Look back at your first few practice tests. What sections did you do the best in? Your scores could reveal that you’re especially strong in Quant, really good at Verbal, or particularly successful in Integrated Reasoning. Your AWA feedback might show a strength in GMAT essay writing as well.

But knowing your abilities in each section is just the start. From there, look at the types of questions where your performance is best. You will find you’re better at certain kinds of math operations, specific reading and writing skills, and so on. As you work to identify your strengths, keep doing more practice questions. During this additional practice, start to think about how you feel in practice. Which aspects of the GMAT are you most comfortable with? What exam tasks seem to come naturally to you?
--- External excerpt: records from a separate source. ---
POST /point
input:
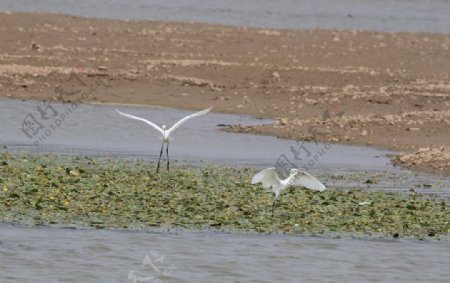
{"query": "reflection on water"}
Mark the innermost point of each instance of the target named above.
(67, 255)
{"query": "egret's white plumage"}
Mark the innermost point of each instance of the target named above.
(270, 180)
(165, 134)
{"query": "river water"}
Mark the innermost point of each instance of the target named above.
(66, 255)
(79, 255)
(380, 15)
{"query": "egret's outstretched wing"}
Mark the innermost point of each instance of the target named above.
(308, 181)
(268, 177)
(140, 119)
(177, 124)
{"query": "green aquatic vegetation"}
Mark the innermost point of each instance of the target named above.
(102, 193)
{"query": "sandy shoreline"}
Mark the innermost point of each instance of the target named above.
(389, 90)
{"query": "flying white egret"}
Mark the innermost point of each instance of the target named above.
(269, 179)
(165, 133)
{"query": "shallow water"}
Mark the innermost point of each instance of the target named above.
(78, 255)
(66, 255)
(380, 15)
(97, 130)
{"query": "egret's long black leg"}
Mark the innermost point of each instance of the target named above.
(167, 152)
(159, 160)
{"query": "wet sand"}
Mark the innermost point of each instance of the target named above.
(388, 90)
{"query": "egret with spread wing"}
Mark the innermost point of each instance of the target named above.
(269, 179)
(165, 133)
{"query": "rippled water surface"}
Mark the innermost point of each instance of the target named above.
(380, 15)
(66, 255)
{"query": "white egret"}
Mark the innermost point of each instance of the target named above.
(165, 133)
(269, 179)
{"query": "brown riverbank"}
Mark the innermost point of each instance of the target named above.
(383, 89)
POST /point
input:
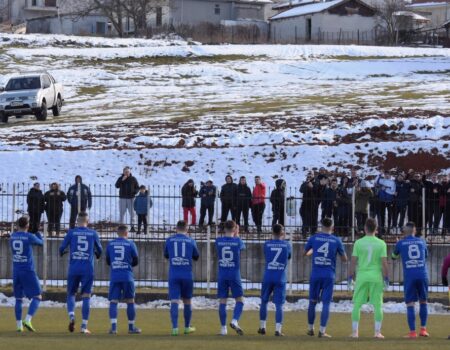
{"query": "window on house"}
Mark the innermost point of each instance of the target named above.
(159, 16)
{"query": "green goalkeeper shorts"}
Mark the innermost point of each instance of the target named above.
(371, 292)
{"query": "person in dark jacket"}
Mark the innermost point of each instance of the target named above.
(228, 197)
(188, 194)
(244, 201)
(142, 204)
(207, 196)
(54, 205)
(128, 188)
(278, 199)
(36, 205)
(80, 199)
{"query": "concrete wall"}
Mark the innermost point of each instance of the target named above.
(153, 265)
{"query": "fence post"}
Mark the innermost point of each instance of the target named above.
(353, 213)
(45, 257)
(208, 259)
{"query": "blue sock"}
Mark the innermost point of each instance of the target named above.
(279, 313)
(223, 314)
(263, 311)
(423, 314)
(131, 314)
(71, 306)
(174, 314)
(311, 312)
(187, 315)
(238, 310)
(85, 309)
(411, 316)
(18, 309)
(34, 305)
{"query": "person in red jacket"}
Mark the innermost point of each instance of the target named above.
(258, 203)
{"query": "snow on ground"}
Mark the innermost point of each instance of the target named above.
(251, 303)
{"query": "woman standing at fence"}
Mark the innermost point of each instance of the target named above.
(188, 194)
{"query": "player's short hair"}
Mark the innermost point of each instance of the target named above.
(327, 222)
(370, 225)
(277, 230)
(181, 225)
(23, 222)
(82, 218)
(230, 226)
(122, 229)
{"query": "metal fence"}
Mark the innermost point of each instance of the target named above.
(167, 210)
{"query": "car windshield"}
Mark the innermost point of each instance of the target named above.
(23, 84)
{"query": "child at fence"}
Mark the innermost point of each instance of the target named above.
(142, 204)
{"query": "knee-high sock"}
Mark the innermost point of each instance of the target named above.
(311, 312)
(238, 310)
(411, 316)
(18, 309)
(325, 315)
(423, 314)
(187, 315)
(223, 314)
(174, 314)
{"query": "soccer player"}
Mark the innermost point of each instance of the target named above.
(229, 276)
(413, 252)
(370, 257)
(25, 280)
(83, 244)
(277, 252)
(324, 248)
(181, 250)
(122, 256)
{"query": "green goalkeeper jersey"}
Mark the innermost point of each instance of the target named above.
(369, 250)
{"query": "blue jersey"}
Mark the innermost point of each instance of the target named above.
(277, 253)
(180, 250)
(414, 253)
(121, 255)
(83, 244)
(229, 255)
(21, 247)
(325, 249)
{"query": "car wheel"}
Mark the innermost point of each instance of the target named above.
(42, 114)
(56, 109)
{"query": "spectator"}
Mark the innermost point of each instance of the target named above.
(277, 199)
(54, 205)
(188, 194)
(329, 203)
(363, 193)
(128, 188)
(228, 198)
(208, 194)
(36, 205)
(258, 203)
(402, 189)
(386, 193)
(244, 201)
(80, 199)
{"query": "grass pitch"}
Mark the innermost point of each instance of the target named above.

Knowing your strengths allows you to build on them, If you are especially good at algebra, you can transfer this skill to story problems, geometry questions, or any other math operation with algebraic variables. Good ability in AWA can translate into improved performance with Sentence Correction questions in Verbal. You get the idea. This process also identifies the areas where you need to stay in practice. Your strengths are valuable, so you’ll want to maintain them.

Step 4: Isolate Your Weaknesses

It’s definitely best to identify your strong areas on the GMAT first. Leading in with this strengths-based approach boosts your confidence and motivation. It also allows you to build a solid platform of ability from which you can take on your weaknesses. Once you’ve started to get a pretty good feel for your strengths, start analyzing your weaknesses too.

Again, ask yourself questions about your performance. What sections are you doing the most poorly in? Which question types are hardest for you? What aspects of the test leave you feeling unsure of yourself? When you get a question wrong, why do you get it wrong? What kinds of mistakes are you making?

Once you get the answers to these questions, you’ll be ready to attack your weaknesses, assured that your strengths can help you improve.